Ambientato in Molise, “Dove non mi hai portata” è il tentativo di restituire tridimensionalità e giustizia alle loro vicende, frutto dei disagi socio-economici del tempo.

Punti di forza

La scrittura di Maria Grazia Calandrone è ricercata, stupefacente. A volte è cesellata come un capitello gotico, a volte misurata come un verbale giudiziario, altre tagliente come un bisturi da obitorio. La lettura di Sonia Bergamasco in Audible ne segue bene il respiro e non appesantisce mai. Il risultato è che, nonostante in alcuni punti rischi di sembrare la parodia di sé stesso, questo stile così particolare non fa altro che restituire la complessità di un argomento imperscrutabile.

“La fiatella sociale imputridisce tutto quello che tocca, spire di fiato acido escono dalle bocche e avvinghiano i denigrati del momento, se li mangiano a mozzichi e li lasciano a macerarsi nel verde atrabiliare dell’invidia di quelli che non osano.”
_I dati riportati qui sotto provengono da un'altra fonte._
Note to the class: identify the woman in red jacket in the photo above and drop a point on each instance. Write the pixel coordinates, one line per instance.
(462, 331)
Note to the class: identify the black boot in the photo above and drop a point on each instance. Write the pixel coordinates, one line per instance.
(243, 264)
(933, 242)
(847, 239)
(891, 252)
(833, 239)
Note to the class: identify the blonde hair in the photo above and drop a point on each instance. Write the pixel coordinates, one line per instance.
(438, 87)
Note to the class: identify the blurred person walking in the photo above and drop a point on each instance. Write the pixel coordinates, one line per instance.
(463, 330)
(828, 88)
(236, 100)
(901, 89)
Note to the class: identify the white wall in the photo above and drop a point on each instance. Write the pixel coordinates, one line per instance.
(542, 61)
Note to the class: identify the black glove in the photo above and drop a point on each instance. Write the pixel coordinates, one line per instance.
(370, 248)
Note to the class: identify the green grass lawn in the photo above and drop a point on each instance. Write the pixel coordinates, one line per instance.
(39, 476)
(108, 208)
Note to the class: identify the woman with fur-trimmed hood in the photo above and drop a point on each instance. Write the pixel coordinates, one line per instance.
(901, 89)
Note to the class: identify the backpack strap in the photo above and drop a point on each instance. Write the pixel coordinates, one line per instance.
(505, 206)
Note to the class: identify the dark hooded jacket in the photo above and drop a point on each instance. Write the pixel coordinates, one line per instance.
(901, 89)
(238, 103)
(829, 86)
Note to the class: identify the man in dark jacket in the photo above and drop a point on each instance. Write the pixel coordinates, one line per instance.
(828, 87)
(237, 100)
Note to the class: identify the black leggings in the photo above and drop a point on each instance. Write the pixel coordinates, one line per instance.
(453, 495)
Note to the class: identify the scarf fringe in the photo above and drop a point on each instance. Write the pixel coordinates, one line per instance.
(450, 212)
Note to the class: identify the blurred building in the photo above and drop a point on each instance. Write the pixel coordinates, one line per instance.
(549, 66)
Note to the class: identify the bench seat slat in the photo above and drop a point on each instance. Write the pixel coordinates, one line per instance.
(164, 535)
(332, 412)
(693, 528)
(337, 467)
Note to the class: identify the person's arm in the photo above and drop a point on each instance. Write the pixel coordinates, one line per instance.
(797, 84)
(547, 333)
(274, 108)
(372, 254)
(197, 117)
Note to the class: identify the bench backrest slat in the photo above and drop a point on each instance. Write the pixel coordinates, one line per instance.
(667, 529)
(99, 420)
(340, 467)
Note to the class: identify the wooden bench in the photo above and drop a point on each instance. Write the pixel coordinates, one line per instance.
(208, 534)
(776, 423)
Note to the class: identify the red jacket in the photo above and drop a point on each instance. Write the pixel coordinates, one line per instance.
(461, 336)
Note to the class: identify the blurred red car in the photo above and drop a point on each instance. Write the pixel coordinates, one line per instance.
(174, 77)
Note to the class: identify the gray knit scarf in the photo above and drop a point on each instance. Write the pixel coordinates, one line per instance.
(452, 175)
Tra gli aspetti più commoventi del libro c’è una presa di coscienza: l’essere stata una bambina abbandonata non per rifiuto ma per speranza, la speranza che la generosità di Roma potesse darle un futuro. Il titolo allude al fatto che i suoi genitori avrebbero potuto portarla con sé nella morte, invece hanno scelto per lei la vita.

Però, però, però…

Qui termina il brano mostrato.